At least 16 students were killed and 73 injured at a girls’ boarding school in central Kenya early on Thursday, police officials said.
The Kenyan Red Cross said the blaze broke out around 01:00 at the Utumishi Girls’ Academy Senior School in the Gilgil area, but was only reported more than two hours later.
“First responders, ambulance crew and our support personnel are currently on the ground,” a spokesperson for the Red Cross told French news agency AFP.
The cause of the fire was not immediately known.
Frantic parents gather outside school
Authorities have confirmed that the fire has been contained.
“It is a distressing and saddening situation,” county police official Masoud Mwinyi said, addressing distraught parents outside the school, according to media reports.
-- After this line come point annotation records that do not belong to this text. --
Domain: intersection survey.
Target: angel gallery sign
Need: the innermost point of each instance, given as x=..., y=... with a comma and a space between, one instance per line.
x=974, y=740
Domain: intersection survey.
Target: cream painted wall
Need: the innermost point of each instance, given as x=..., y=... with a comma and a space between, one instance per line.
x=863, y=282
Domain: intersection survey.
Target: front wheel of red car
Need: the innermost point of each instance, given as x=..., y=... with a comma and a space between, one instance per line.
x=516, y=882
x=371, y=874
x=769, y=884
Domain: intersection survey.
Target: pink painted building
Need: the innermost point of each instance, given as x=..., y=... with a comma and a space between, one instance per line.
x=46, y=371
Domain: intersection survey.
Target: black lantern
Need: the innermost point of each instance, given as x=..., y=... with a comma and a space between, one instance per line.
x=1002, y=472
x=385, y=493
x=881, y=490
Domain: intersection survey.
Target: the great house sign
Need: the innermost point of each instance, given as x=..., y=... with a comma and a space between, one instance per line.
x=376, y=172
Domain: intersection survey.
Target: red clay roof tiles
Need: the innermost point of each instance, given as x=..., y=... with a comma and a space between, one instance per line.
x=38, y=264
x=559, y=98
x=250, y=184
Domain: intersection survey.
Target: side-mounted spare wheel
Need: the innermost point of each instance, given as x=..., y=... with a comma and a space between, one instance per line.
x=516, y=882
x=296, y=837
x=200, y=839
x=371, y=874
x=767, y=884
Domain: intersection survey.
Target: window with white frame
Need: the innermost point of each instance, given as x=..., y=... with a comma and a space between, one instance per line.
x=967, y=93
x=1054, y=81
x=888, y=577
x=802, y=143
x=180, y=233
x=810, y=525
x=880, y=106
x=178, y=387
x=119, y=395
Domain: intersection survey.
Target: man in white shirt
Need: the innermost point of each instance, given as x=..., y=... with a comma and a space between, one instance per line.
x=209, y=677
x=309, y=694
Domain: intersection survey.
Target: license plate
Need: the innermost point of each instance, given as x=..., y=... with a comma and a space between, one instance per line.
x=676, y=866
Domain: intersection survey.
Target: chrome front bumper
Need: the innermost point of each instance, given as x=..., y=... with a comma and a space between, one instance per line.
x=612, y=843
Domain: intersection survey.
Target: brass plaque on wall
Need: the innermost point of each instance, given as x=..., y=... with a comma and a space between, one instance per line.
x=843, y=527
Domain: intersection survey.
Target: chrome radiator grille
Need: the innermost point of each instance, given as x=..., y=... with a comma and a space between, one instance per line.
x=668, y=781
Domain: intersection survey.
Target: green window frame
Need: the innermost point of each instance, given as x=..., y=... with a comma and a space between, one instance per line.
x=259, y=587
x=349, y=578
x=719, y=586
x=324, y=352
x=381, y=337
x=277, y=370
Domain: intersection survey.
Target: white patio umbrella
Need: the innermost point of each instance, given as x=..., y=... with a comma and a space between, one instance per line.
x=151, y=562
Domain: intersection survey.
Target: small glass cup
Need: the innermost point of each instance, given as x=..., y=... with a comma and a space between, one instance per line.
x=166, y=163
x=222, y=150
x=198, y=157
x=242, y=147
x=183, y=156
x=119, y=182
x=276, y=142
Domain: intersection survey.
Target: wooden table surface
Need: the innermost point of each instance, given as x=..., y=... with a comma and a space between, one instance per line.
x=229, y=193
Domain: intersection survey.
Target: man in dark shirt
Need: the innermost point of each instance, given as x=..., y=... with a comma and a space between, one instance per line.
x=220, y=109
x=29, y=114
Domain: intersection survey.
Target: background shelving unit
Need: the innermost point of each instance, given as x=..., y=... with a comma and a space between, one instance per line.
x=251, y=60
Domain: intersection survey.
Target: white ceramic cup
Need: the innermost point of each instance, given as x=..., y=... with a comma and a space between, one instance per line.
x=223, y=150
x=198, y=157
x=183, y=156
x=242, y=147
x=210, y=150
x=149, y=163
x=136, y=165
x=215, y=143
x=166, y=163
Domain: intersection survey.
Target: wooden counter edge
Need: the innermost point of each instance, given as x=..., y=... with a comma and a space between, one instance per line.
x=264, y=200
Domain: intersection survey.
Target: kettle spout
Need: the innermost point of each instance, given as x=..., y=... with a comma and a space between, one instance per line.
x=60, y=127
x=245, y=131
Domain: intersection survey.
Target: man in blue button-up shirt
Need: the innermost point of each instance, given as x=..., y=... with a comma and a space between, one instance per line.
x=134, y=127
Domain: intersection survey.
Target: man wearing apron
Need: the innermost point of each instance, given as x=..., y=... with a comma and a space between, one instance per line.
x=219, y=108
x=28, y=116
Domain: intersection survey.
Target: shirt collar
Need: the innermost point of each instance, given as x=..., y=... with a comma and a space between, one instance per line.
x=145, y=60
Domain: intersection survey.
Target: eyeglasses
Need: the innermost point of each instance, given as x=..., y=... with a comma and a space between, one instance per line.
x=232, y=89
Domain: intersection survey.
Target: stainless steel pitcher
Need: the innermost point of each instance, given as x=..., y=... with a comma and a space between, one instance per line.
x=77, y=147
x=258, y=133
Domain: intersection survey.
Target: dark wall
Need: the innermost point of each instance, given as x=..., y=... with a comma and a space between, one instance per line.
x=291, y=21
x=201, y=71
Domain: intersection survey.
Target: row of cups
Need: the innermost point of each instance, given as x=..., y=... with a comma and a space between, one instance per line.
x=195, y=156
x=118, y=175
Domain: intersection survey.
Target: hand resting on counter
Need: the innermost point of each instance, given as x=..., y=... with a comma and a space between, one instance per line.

READ | Kenya paralysed by deadly protests, strikes due to fuel cost
Mwinyi told reporters that around 50 officers were searching the areas around the school for students who may have fled when the blaze broke out.

The Kenyan Red Cross medical responded to a fire at a girls’ boarding school.
Donwilson Odhiambo/Getty Images
History of school fires
School fires are relatively common in Kenya, where electrical faults and arson have contributed to past tragedies.
Experts say many of the fires were started by students protesting harsh discipline and poor conditions.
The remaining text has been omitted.